Clay is significant to my current process due to its plasticity and essential contact with the elemental matrix of nature. The practice is a contemplation on fluidity, the process of becoming, ambiguity and is a study of solipsism and emergence.

Drawing on developmental biologist Brian Goodwin’s research on morphogenesis in dynamic biological forms and David Bohm’s ‘emergence’ as differentiation of form through movement, when developing the mass of the clay form, I exert physical movement, often use wet clay, and enable clay forms to slump as an exploration of critical points of instability where new forms emerge.

The physical meditation in my work leads to ‘the zero zone’ where subject/object, potentiality/actuality become indistinguishable, analogous to what G. Agamben calls ‘singularity without real properties’, ‘the pure existence’ outside of psychological time.

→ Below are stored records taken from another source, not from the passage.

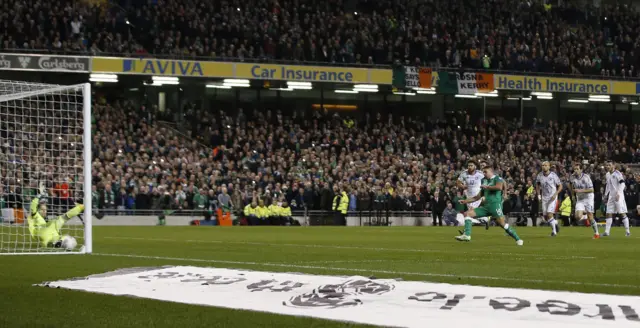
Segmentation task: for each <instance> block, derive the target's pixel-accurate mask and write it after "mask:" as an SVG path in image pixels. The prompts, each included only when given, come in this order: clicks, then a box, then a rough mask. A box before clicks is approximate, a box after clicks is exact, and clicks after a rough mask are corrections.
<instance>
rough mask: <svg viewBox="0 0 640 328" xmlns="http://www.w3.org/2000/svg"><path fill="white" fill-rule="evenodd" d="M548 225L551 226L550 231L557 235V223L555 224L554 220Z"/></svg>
mask: <svg viewBox="0 0 640 328" xmlns="http://www.w3.org/2000/svg"><path fill="white" fill-rule="evenodd" d="M549 225H550V226H551V231H553V233H558V230H557V229H558V222H556V219H551V220H550V221H549Z"/></svg>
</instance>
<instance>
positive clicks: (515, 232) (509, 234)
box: [504, 223, 520, 241]
mask: <svg viewBox="0 0 640 328" xmlns="http://www.w3.org/2000/svg"><path fill="white" fill-rule="evenodd" d="M504 231H505V232H506V233H507V234H508V235H509V236H511V238H513V239H515V240H516V241H518V240H520V237H518V234H517V233H516V231H515V230H514V229H513V228H512V227H510V226H509V224H508V223H507V224H505V225H504Z"/></svg>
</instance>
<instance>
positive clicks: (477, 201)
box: [467, 198, 482, 210]
mask: <svg viewBox="0 0 640 328" xmlns="http://www.w3.org/2000/svg"><path fill="white" fill-rule="evenodd" d="M481 203H482V198H480V199H478V200H476V201H475V202H473V203H468V204H467V209H469V210H473V209H476V208H478V207H480V204H481Z"/></svg>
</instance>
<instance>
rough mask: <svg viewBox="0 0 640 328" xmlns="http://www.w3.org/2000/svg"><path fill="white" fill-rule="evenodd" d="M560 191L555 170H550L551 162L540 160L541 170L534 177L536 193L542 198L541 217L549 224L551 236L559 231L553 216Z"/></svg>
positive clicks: (560, 184)
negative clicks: (548, 223) (535, 185)
mask: <svg viewBox="0 0 640 328" xmlns="http://www.w3.org/2000/svg"><path fill="white" fill-rule="evenodd" d="M560 191H562V182H561V181H560V178H558V175H557V174H556V173H555V172H551V164H549V162H547V161H545V162H542V172H540V173H538V176H537V177H536V193H537V194H538V199H542V217H543V218H544V219H545V220H546V221H547V222H548V223H549V225H550V226H551V236H552V237H555V236H556V235H557V234H558V232H559V231H560V227H558V222H557V221H556V219H555V218H554V216H553V215H554V214H555V213H556V207H557V204H558V194H559V193H560Z"/></svg>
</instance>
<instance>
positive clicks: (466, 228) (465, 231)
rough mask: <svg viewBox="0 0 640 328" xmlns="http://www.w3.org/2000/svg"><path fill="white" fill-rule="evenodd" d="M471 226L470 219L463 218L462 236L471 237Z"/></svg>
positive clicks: (468, 217)
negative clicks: (463, 218) (468, 236)
mask: <svg viewBox="0 0 640 328" xmlns="http://www.w3.org/2000/svg"><path fill="white" fill-rule="evenodd" d="M472 226H473V222H471V218H470V217H466V218H464V234H465V235H467V236H469V237H471V227H472Z"/></svg>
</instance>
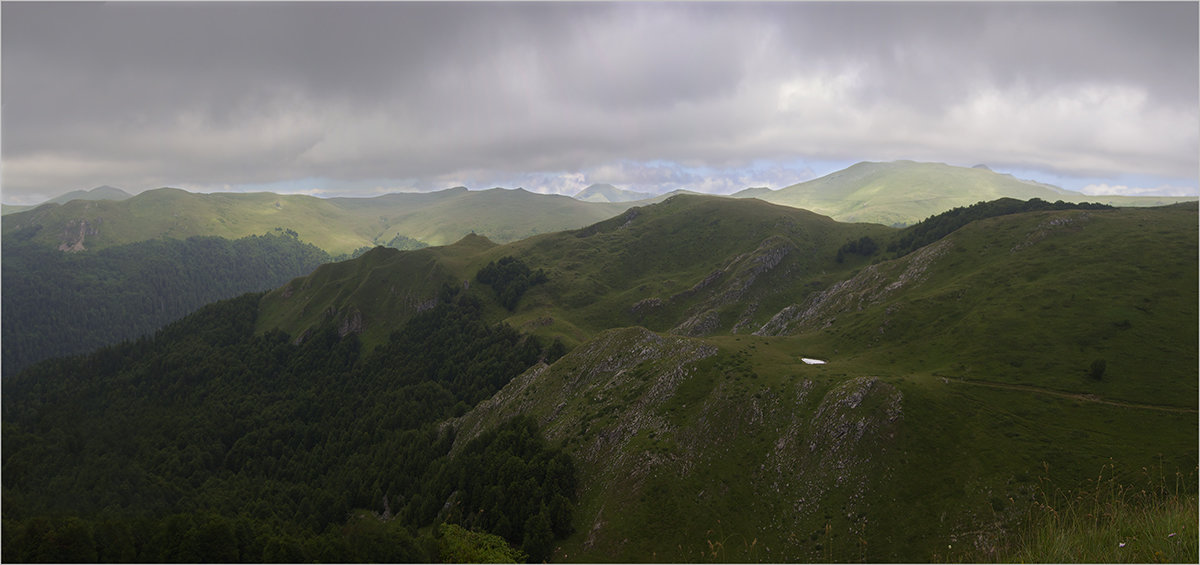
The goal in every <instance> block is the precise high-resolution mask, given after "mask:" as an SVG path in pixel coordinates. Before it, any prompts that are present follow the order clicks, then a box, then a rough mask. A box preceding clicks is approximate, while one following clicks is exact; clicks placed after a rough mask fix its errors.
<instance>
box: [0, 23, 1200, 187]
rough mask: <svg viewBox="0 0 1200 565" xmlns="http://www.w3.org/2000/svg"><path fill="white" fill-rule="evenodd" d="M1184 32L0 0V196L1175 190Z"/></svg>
mask: <svg viewBox="0 0 1200 565" xmlns="http://www.w3.org/2000/svg"><path fill="white" fill-rule="evenodd" d="M1196 20H1198V7H1196V5H1195V4H1145V2H1133V4H1128V5H1127V4H1109V2H1103V4H1078V2H1072V4H974V2H971V4H836V5H828V4H762V5H755V4H373V2H372V4H317V2H301V4H270V2H269V4H236V2H215V4H142V2H132V4H114V2H108V4H89V5H77V4H23V2H17V4H13V2H6V4H4V6H2V25H4V29H2V34H4V35H2V41H4V44H2V102H4V113H2V120H4V122H2V124H4V130H2V134H4V139H2V140H4V148H2V149H4V172H2V181H4V192H5V199H6V200H10V202H12V200H14V198H13V197H14V196H16V197H19V196H22V194H41V196H52V194H55V193H59V192H64V191H67V190H73V188H79V187H86V186H94V185H100V184H112V185H116V186H124V187H130V188H133V190H142V188H148V187H152V186H162V185H173V186H199V187H203V186H221V185H245V184H270V182H284V181H289V180H296V179H313V178H317V179H328V181H326V182H328V185H329V186H331V187H334V190H336V187H337V186H338V184H346V185H353V184H356V182H358V184H361V182H366V181H378V182H380V184H384V185H389V186H412V187H426V188H432V187H440V186H446V184H450V182H454V181H455V180H458V179H463V178H470V179H475V180H476V181H479V182H485V184H486V182H487V181H488V180H490V179H512V178H516V176H520V175H527V176H526V178H530V179H532V178H534V176H528V175H535V176H536V178H541V179H546V182H544V186H542V188H545V190H568V188H570V187H571V186H575V185H578V184H582V182H587V181H589V180H590V181H605V179H601V178H598V176H600V173H601V172H605V170H608V172H613V170H618V169H619V170H620V172H622V173H623V174H624V175H625V176H628V178H632V179H636V178H638V175H640V174H643V175H644V174H650V175H654V174H658V175H660V176H661V169H662V168H671V167H683V168H692V169H695V168H706V170H725V172H730V170H742V169H740V168H744V167H746V166H748V164H750V163H752V162H762V161H767V162H778V163H792V162H796V161H803V160H826V161H836V160H868V158H870V160H890V158H917V160H930V161H948V162H980V161H985V162H988V163H990V164H994V166H1006V164H1007V166H1012V167H1020V168H1022V169H1032V170H1038V169H1040V170H1049V172H1054V173H1056V174H1066V175H1079V176H1092V178H1103V176H1105V175H1109V176H1111V175H1120V174H1134V175H1150V176H1157V178H1168V179H1192V180H1193V182H1194V179H1195V176H1196V168H1198V158H1196V155H1198V152H1200V146H1198V136H1200V114H1198V102H1200V92H1198V66H1200V65H1198V48H1196V47H1198V24H1196ZM637 167H644V168H647V169H649V173H637V172H631V170H630V168H637ZM655 172H656V173H655ZM538 175H540V176H538ZM685 176H686V175H685ZM556 179H557V180H556ZM572 179H575V181H572ZM738 180H746V179H743V178H739V179H738ZM564 182H565V185H564ZM572 182H574V185H572ZM731 182H733V181H732V180H731ZM556 187H558V188H556Z"/></svg>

At times the solidified memory of the movement in clay remains strong and latent until the form is submerged into the furnace of flames further twisting and turning until it can no longer bear - ruptures occur, encrusted by the glaze of the ashes.

Some works remain unfired exposed in their becoming, ‘dependently arising’, impermanent and fragile (pratītyasamutpāda).

Others are wood-fired in anagama kiln. This four-day physical process, is a contemplation on internal forces of nature self organising intense in the immemorial traditions of mankind.